Back once more, I would like to say firstly thank-you to everyone who sent me mail. It has been good to read and reply to all of those messages, and a few points were brought up that I'd like to talk about. I'd also like to apologize to all those who I didn't reply to -- I deleted a batch of messages that hadn't been read by accident, and couldn't find any way to get them back. To all those people, I'd also like to say thanks.

This month, I would like to talk about what quite a few people said in their messages, along the lines of 'you were awfully young to do something like that'. I really don't want to sound rude, but I don't see a difference in wanting to die because you feel there is nothing to live for at 14 or at 40. True, many would say that at 40, you may have exhausted all possibilities for happiness, but at 14, no-one would think about that because it seems like a stupid thing. I felt like there was nothing left, so I was ready to kill myself. No, that's a lie. I didn't in my heart really want to die. I wanted to find something to live for. I wanted to die old and happy. I still do, but, when you think things are at rock-bottom, you don't stop to think about the future. You opt for the quickest, most painless and thorough method. Death.

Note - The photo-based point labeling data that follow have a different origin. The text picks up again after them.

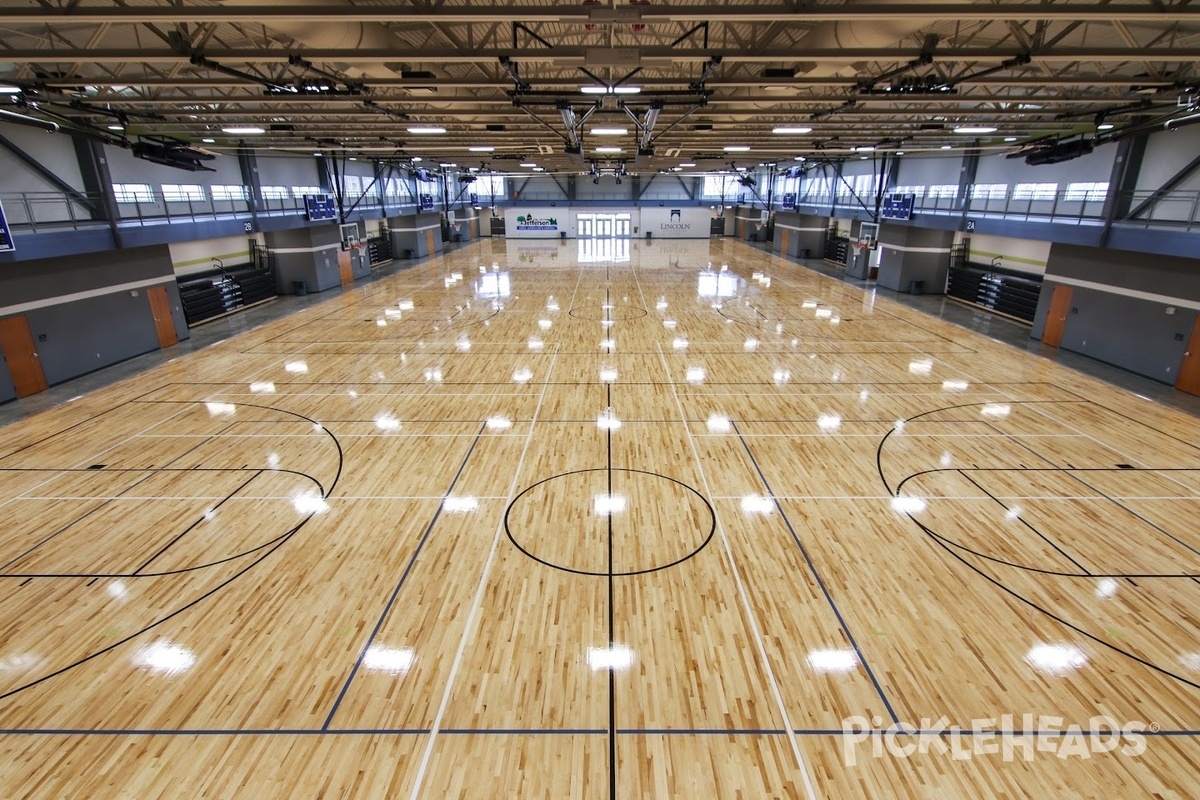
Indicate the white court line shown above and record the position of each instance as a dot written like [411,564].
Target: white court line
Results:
[742,593]
[91,458]
[964,497]
[478,601]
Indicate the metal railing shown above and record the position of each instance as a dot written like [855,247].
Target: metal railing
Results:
[37,211]
[1173,210]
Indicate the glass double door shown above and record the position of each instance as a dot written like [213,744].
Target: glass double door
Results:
[603,226]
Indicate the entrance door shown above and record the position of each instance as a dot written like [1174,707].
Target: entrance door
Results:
[1189,368]
[163,323]
[17,346]
[1056,318]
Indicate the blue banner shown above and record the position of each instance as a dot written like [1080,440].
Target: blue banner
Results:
[6,245]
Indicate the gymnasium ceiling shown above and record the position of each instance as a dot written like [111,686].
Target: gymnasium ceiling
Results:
[358,77]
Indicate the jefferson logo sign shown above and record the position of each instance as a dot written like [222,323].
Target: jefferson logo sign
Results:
[529,222]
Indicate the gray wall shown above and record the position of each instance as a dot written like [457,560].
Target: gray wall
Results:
[108,325]
[1108,322]
[287,172]
[87,335]
[307,256]
[7,391]
[53,150]
[909,253]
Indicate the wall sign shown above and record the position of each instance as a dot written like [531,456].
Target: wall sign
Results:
[6,244]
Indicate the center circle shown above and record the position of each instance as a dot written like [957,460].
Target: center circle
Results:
[610,522]
[615,313]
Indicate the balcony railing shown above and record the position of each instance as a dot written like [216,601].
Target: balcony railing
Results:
[1155,210]
[37,211]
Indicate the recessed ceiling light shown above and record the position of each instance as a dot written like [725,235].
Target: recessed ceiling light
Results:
[610,90]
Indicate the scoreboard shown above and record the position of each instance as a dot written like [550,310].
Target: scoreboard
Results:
[898,206]
[319,206]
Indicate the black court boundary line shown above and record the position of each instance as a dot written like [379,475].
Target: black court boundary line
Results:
[1025,567]
[610,469]
[1000,584]
[1126,509]
[849,385]
[5,566]
[1025,522]
[400,584]
[192,527]
[964,732]
[816,575]
[271,547]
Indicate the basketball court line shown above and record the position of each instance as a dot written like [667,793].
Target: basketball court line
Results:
[1026,523]
[400,584]
[821,583]
[192,527]
[91,511]
[990,733]
[755,630]
[952,547]
[481,588]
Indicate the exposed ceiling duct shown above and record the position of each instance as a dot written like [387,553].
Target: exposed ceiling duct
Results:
[348,36]
[850,35]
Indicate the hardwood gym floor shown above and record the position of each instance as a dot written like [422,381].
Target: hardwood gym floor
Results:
[601,519]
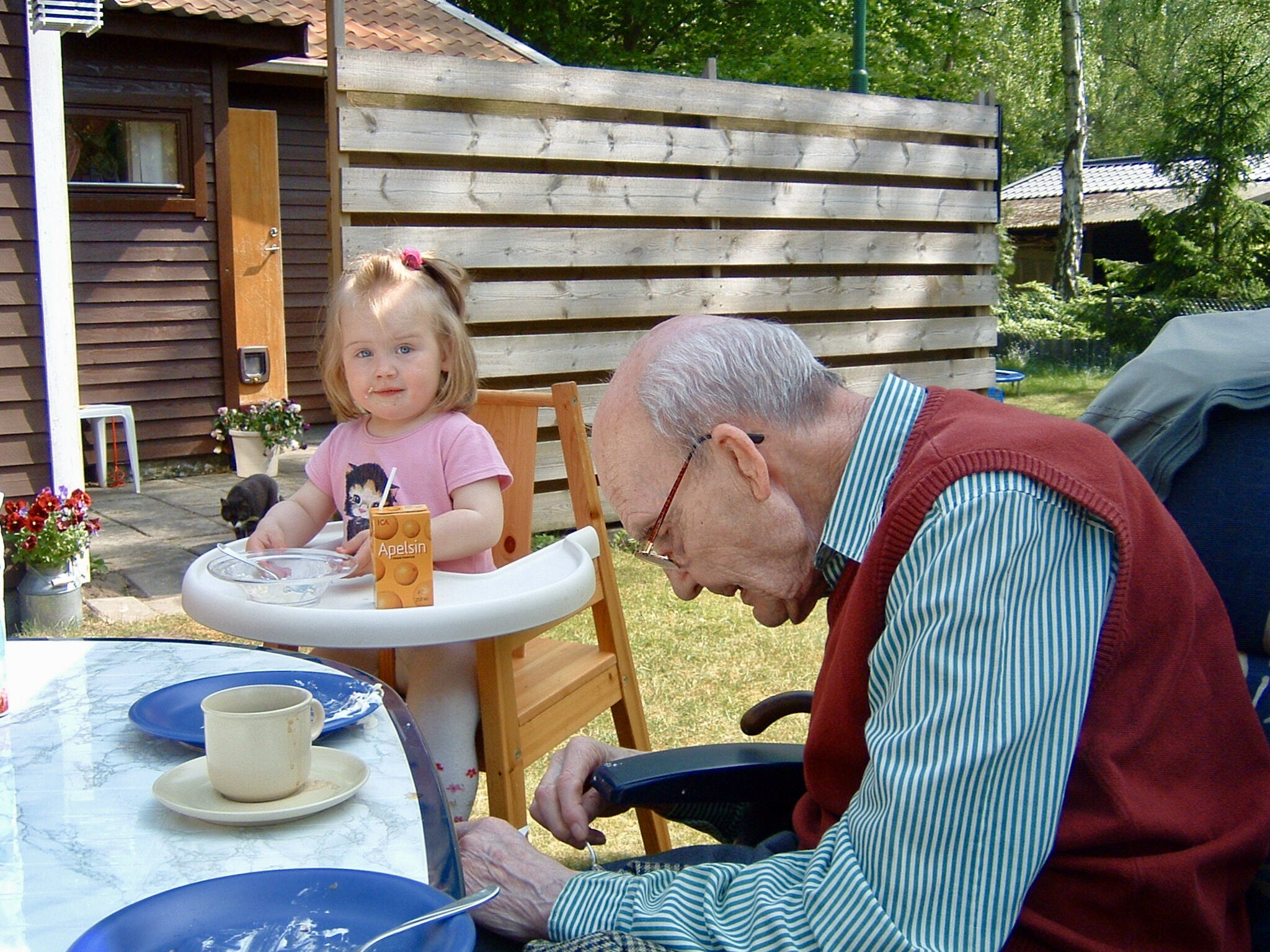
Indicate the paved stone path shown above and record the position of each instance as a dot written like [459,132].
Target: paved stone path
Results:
[148,540]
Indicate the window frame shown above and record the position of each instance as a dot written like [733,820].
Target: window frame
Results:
[191,154]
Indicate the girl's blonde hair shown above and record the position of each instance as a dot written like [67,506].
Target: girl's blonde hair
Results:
[441,289]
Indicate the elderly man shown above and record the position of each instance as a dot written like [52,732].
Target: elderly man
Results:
[1029,729]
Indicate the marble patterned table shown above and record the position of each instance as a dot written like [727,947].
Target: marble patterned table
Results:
[82,835]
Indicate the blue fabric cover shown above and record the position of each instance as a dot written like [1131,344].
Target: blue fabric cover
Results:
[1157,405]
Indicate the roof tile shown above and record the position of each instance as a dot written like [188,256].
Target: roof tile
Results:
[407,25]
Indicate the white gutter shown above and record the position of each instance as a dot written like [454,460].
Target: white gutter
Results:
[54,255]
[495,33]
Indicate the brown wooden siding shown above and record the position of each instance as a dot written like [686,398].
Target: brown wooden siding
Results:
[305,244]
[23,414]
[146,287]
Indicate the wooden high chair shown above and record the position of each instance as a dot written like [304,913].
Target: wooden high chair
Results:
[536,694]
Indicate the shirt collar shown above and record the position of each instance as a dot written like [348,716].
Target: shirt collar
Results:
[856,509]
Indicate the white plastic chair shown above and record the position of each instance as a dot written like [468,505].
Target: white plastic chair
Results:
[99,414]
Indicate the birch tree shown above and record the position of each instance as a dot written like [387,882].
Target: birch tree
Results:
[1071,224]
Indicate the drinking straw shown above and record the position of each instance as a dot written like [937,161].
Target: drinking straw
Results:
[388,488]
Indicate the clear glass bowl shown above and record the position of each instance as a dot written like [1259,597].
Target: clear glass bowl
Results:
[304,574]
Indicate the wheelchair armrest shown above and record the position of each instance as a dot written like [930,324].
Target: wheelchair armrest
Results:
[704,775]
[770,710]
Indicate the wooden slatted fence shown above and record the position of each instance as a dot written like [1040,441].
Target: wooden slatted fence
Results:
[590,205]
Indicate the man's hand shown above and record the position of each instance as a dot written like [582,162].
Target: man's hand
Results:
[492,851]
[564,804]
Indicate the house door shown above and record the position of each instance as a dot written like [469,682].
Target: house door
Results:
[257,339]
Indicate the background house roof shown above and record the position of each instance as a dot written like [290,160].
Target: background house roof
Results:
[407,25]
[1116,190]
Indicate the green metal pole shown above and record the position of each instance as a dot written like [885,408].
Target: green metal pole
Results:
[859,74]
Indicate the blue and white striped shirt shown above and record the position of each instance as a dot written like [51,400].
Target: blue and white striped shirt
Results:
[977,690]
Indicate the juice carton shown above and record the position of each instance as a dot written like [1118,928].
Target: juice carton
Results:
[402,553]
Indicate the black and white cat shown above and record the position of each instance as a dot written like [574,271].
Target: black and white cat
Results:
[248,501]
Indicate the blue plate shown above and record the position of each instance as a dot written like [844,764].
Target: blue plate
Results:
[175,711]
[299,910]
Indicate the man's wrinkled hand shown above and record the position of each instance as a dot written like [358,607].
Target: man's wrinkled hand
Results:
[493,852]
[564,804]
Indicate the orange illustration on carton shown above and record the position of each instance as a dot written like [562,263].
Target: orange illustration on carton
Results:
[402,553]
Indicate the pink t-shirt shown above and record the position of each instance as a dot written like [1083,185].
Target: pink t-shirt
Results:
[443,455]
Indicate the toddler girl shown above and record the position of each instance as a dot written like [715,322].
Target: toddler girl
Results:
[398,368]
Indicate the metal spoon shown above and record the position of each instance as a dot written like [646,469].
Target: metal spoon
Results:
[255,565]
[459,906]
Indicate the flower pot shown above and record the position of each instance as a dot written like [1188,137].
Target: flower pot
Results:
[251,456]
[50,597]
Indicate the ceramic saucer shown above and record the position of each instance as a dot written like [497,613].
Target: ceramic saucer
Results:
[335,777]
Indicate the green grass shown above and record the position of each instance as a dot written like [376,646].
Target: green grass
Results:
[1059,391]
[700,663]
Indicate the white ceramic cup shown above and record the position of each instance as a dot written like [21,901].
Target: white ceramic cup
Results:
[259,741]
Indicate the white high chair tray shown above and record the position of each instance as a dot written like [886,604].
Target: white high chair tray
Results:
[536,589]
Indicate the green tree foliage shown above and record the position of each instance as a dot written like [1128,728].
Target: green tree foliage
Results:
[1206,68]
[931,48]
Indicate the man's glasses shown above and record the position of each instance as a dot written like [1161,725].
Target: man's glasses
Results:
[647,552]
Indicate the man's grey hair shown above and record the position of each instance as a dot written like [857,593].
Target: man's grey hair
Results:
[730,371]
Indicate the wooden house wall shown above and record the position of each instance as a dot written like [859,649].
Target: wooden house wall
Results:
[146,288]
[590,205]
[23,414]
[305,190]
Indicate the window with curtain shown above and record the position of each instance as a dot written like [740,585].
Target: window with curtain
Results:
[126,155]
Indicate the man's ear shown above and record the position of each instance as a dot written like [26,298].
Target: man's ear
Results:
[750,462]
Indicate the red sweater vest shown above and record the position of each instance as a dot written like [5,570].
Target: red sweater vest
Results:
[1168,808]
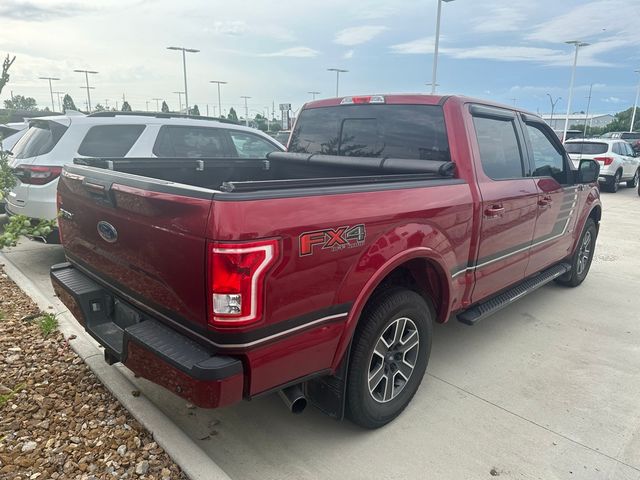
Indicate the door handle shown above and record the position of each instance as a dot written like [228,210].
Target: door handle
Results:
[494,211]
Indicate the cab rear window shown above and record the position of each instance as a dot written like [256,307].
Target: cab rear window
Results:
[40,139]
[394,131]
[586,148]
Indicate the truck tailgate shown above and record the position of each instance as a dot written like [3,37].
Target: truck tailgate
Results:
[144,238]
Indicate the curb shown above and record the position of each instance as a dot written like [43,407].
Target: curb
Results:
[193,461]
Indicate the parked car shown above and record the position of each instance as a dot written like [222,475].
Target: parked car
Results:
[10,133]
[618,162]
[632,137]
[282,136]
[319,272]
[51,142]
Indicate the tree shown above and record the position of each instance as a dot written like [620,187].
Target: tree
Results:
[232,115]
[19,102]
[67,103]
[4,78]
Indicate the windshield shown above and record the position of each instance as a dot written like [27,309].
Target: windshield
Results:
[586,148]
[41,137]
[394,131]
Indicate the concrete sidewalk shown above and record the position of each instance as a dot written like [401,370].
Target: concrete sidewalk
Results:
[548,388]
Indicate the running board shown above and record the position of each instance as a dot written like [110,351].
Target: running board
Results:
[488,307]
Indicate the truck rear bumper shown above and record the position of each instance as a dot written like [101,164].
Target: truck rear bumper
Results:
[147,347]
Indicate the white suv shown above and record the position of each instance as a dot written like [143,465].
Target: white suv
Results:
[617,160]
[52,142]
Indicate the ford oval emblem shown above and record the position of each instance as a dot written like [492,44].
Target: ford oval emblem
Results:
[107,231]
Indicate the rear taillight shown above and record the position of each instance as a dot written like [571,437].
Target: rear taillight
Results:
[604,160]
[37,174]
[236,273]
[360,100]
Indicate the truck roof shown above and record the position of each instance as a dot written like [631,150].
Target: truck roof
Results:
[412,99]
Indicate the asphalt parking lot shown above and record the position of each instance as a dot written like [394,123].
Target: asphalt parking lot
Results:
[547,388]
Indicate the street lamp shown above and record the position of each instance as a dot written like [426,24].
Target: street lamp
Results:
[86,77]
[577,45]
[59,102]
[184,69]
[53,107]
[338,72]
[179,101]
[219,82]
[553,107]
[635,105]
[434,73]
[246,110]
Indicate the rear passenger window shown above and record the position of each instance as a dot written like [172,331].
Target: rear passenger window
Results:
[499,149]
[251,146]
[548,160]
[110,140]
[190,142]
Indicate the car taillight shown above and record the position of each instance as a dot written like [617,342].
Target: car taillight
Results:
[359,100]
[37,174]
[236,273]
[605,160]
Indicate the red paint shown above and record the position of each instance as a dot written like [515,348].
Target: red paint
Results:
[433,231]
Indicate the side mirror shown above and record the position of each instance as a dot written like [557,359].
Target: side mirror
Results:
[588,171]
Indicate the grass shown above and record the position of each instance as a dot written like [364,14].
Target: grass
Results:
[47,323]
[7,396]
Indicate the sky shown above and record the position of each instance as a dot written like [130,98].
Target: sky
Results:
[511,51]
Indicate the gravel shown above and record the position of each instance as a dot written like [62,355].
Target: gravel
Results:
[57,421]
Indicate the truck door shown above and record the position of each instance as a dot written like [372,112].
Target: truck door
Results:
[508,201]
[558,199]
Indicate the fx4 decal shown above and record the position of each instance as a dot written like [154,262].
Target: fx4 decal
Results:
[332,239]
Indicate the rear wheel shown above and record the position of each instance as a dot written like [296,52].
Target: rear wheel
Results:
[582,257]
[613,183]
[389,357]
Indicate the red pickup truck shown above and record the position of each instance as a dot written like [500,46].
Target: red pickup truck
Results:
[318,272]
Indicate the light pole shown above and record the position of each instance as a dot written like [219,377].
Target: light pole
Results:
[184,69]
[86,78]
[53,107]
[246,110]
[553,107]
[219,82]
[338,72]
[179,101]
[577,45]
[434,73]
[635,105]
[59,102]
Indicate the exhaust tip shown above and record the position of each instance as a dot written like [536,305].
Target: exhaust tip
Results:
[294,399]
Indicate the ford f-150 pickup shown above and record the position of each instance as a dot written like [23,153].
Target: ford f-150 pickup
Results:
[318,272]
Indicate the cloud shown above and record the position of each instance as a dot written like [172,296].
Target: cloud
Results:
[298,52]
[230,27]
[358,35]
[418,46]
[33,12]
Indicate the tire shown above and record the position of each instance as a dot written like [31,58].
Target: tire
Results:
[582,257]
[613,183]
[388,324]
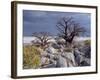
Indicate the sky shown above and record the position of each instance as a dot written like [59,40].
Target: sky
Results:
[46,21]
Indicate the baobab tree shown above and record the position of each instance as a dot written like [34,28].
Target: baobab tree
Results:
[43,38]
[68,29]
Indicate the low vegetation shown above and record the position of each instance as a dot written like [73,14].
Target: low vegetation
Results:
[31,57]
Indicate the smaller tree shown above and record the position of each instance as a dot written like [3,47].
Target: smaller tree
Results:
[68,29]
[43,38]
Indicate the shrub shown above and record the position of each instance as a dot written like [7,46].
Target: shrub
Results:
[68,49]
[31,57]
[87,42]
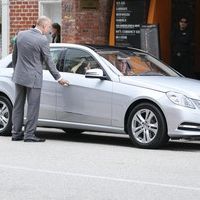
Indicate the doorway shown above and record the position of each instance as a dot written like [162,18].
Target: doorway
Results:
[188,9]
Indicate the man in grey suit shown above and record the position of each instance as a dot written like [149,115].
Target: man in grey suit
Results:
[30,52]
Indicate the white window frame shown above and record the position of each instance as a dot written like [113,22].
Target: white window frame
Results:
[5,28]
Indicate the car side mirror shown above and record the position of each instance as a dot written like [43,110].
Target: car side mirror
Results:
[95,73]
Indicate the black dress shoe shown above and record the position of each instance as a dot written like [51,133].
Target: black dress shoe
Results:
[17,138]
[34,139]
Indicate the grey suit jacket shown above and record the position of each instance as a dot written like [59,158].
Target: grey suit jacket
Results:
[30,52]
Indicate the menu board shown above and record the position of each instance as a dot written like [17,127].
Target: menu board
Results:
[129,15]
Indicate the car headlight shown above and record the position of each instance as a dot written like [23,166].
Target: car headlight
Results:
[197,103]
[180,99]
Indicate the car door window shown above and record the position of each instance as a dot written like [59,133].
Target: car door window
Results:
[78,61]
[56,55]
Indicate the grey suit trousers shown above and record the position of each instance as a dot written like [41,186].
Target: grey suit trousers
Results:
[33,100]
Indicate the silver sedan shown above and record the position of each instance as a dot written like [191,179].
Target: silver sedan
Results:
[118,90]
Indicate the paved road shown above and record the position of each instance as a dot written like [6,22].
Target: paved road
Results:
[97,167]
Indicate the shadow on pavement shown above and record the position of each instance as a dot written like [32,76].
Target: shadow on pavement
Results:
[115,139]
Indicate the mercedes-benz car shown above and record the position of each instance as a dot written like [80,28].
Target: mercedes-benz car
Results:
[112,89]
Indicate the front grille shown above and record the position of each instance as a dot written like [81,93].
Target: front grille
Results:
[189,126]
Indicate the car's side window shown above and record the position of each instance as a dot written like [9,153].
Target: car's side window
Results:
[78,61]
[56,55]
[10,65]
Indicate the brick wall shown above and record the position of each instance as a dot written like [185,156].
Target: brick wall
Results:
[78,26]
[85,26]
[23,14]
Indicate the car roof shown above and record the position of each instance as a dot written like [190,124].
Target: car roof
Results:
[97,48]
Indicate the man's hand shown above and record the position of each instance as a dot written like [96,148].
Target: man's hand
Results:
[63,82]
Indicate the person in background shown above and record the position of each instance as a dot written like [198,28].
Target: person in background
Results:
[55,33]
[181,43]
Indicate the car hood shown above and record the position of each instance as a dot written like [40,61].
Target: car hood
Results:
[186,86]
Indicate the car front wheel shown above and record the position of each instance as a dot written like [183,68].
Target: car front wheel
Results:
[147,126]
[5,116]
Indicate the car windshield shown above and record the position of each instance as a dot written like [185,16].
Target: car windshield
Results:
[133,63]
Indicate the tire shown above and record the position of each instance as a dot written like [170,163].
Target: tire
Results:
[73,132]
[5,116]
[147,127]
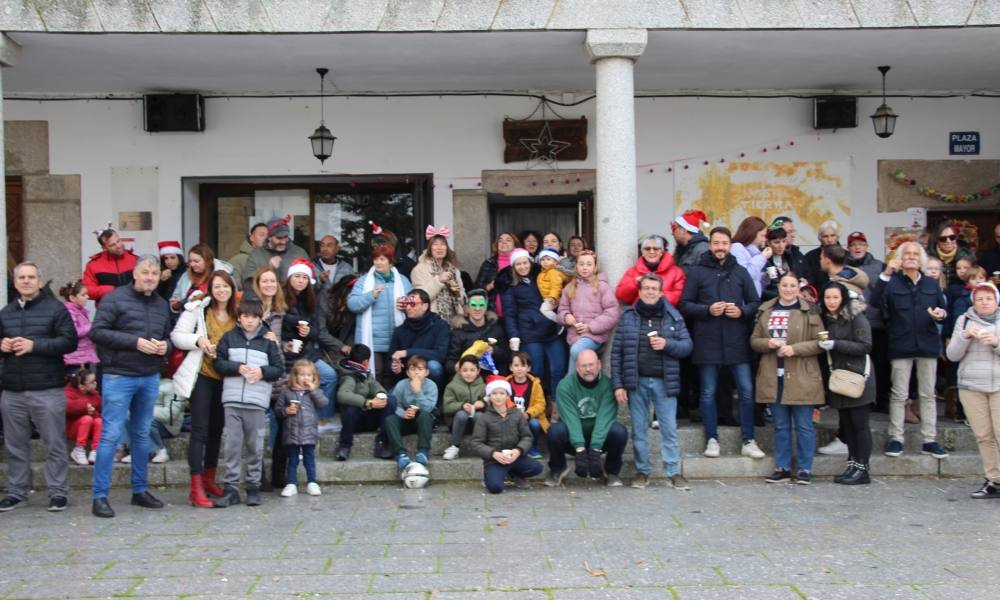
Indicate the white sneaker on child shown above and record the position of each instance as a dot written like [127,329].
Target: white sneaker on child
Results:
[79,455]
[160,457]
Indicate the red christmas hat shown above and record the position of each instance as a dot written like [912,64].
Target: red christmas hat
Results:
[170,247]
[692,221]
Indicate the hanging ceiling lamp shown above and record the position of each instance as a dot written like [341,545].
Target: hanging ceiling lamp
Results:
[321,139]
[884,118]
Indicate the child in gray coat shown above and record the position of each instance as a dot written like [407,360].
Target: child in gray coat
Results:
[299,406]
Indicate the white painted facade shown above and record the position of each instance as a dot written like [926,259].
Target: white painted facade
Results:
[456,138]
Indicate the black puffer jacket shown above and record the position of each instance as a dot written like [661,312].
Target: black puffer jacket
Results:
[462,338]
[719,340]
[47,323]
[123,317]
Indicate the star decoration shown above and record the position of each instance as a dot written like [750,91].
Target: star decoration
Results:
[544,148]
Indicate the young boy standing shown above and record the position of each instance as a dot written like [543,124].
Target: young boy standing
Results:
[502,439]
[249,363]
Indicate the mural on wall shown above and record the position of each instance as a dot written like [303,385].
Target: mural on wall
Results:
[808,192]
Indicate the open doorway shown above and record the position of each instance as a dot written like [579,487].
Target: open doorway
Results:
[567,215]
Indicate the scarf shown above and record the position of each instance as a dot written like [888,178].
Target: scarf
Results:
[365,323]
[447,303]
[947,258]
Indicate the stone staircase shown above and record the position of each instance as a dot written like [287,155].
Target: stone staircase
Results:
[362,467]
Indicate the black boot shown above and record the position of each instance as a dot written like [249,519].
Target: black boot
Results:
[851,466]
[859,476]
[230,496]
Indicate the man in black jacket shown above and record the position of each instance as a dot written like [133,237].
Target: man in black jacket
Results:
[422,333]
[132,334]
[913,307]
[35,333]
[720,301]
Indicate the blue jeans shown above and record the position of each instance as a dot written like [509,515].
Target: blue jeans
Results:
[579,346]
[308,459]
[131,399]
[327,383]
[708,376]
[785,416]
[555,351]
[653,390]
[536,432]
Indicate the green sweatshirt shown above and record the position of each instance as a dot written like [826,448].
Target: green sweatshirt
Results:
[458,392]
[586,411]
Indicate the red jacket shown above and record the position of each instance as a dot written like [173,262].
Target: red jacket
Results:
[77,401]
[627,291]
[105,272]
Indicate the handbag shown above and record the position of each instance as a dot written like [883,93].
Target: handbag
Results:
[848,383]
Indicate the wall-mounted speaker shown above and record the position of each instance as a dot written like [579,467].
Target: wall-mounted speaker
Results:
[835,112]
[173,112]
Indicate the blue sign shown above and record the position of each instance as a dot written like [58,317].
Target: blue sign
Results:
[963,142]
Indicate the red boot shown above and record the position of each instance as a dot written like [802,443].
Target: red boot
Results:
[208,479]
[197,495]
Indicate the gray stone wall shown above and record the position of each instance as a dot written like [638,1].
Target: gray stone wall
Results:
[264,16]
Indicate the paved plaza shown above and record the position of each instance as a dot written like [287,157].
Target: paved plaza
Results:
[905,538]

Leading on from that subject of 'awfully young', what would happen if I went downstairs as soon as I finish writing this column, and said 'Mum, I'm gay', or 'Dad, I'm gay'. I'm trying to escape from the obvious- i.e. 'you freak' or they say 'at 16, you leave this house' or maybe our conversations never get past the necessary 'pass the salt, bring the washing down'. I'm going to work on that extremely unlikely idea that they would accept it (by accepting, I mean I can leave the room unaided and not crying). They would probably say 'you are awfully young, give it a few years', or 'you're too young to know for sure'. So patronizing, isn't it. They think that in a few years I'm suddenly going to be attracted to women. They have a vain hope that I will turn out to be 'normal' in their eyes. If I was straight, would there be any real problems about me knowing I was straight from my age? No. I'd guess that all parents would have that thought, 'maybe he/she's straight. Maybe he/she'll find a nice wife/husband and get married', even if they seem to be supportive. I know, that is taking the obvious and treating it like a revelation, but, it's a valid point. I just think it'd be nice if we could be accepted and not changed. That's what I'm going to ask Santa for this Christmas.

Oh, I forgot. I stopped believing in Santa when I was seven. Says a lot, doesn't it?